Informed Consent as it Connects to Tissue Research
Informed consent is defined as “the process of communication between a patient and a physician that results in the patient’s authorization or agreement to undergo a specific medical intervention” (American Medical Association). Information to be disclosed to a client includes the purpose of a procedure, alternatives and risks and benefits of the alternative treatment and of undergoing the procedure. Everybody is entitled to know what is happening to his or her body and how the doctor or health practitioner intends on using her or him. Before using human tissue for commercial purposes, one has to obtain informed consent from the patient, potential commercial application must be obtained from the patient before profit is realized and the profits realized must be shared with the patient. Human tissues and all its products should not be used for commercial purposes without the informed consent of the patient who provided the original cellular material (American Medical Association). HeLa cells have been used for research on many diseases and they have enabled scientists to find drugs and vaccines. They have profited many people but unfortunately, they have not benefited Lack’s family.
The case of Henrietta Lacks is a classic example of how all these guidelines have been violated. Despite the fact that the rules had not been put in place then, there should have been some accountability regarding the HeLa cells. Her cells were used without her knowledge and consent and this affected her family psychologically.
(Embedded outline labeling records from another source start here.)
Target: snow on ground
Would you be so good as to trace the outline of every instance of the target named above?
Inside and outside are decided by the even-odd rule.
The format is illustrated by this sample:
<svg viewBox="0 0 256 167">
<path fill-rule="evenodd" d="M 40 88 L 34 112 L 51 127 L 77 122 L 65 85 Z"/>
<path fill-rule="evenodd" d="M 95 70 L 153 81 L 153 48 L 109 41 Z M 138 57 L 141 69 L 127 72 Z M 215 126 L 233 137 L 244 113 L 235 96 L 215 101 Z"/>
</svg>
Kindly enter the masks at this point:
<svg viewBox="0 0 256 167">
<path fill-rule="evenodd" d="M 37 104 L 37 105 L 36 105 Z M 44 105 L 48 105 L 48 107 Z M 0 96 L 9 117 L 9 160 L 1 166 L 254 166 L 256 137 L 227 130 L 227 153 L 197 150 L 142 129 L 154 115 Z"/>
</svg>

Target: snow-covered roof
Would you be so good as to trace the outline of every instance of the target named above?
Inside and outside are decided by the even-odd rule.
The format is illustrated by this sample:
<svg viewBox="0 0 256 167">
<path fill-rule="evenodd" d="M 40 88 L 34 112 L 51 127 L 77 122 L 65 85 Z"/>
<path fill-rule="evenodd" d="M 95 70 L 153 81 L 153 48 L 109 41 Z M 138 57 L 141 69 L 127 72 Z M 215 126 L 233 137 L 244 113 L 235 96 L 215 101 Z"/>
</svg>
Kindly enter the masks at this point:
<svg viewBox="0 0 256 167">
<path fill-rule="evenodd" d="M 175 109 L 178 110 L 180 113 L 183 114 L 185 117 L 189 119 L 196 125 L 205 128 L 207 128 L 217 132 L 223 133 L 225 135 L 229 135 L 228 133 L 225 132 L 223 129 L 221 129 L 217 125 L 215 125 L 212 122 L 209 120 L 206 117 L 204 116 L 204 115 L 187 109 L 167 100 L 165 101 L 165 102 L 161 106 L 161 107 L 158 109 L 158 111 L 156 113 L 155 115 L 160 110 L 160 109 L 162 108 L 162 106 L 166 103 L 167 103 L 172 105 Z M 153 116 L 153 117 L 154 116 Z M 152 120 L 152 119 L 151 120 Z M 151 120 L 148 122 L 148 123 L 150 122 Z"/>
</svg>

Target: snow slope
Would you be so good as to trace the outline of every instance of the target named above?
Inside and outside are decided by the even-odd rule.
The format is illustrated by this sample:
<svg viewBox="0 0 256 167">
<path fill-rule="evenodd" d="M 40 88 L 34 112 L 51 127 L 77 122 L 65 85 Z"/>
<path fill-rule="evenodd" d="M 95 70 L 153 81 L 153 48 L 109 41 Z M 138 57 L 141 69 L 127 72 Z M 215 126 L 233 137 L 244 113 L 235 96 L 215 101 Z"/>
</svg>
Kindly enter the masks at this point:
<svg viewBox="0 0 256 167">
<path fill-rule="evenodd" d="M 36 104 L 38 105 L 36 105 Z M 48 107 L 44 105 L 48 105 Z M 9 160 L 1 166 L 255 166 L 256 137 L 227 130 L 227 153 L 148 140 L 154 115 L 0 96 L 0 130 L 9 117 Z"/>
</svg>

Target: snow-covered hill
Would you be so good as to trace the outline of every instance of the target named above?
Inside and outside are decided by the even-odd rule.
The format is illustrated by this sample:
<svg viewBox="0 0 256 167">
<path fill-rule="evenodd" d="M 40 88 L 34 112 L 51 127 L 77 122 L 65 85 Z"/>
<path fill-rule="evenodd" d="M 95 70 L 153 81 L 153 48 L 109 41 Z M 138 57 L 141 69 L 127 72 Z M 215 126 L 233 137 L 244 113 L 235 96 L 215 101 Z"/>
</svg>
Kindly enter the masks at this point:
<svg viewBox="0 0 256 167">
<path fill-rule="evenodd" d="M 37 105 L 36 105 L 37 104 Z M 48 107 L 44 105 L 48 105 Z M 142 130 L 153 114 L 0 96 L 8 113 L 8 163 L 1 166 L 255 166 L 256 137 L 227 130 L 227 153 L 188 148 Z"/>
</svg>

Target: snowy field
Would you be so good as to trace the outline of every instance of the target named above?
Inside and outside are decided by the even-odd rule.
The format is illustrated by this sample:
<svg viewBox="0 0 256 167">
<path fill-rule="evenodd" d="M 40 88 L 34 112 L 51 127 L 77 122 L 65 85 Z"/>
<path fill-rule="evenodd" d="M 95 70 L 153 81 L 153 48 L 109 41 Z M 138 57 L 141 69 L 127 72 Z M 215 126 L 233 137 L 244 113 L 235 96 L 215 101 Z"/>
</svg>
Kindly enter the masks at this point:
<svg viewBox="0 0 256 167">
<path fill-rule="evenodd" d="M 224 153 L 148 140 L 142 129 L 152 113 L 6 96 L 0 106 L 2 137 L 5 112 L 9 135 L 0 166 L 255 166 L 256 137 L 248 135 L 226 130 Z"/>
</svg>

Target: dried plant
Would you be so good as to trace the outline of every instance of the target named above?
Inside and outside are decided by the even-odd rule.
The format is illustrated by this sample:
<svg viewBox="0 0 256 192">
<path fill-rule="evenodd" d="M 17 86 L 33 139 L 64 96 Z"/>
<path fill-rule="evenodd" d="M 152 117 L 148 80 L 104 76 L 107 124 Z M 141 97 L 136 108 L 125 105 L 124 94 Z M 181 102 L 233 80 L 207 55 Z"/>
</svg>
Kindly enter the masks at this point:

Unfortunately, this problem is not prevalent in the United States only but other countries such as the United Kingdom have also enacted laws to ensure that doctors, other health practitioners and scientists do not exploit people for the sake of medicine and science (Biggs 144). Children and incompetent adults cannot give informed consent. Informed consent is not possible where the person is dead. However, children eventually grow up and the dead leave their relatives behind. If the person who originally gave the cells is dead, due consideration should be given to the close relatives. Informed consent should include provisions dealing with such matters. Using tissue samples without the knowledge and consent of the client is simply an act of exploitation. It is a way of telling scientists that they can do their research without protocol since there are no regulations and consequences that follow.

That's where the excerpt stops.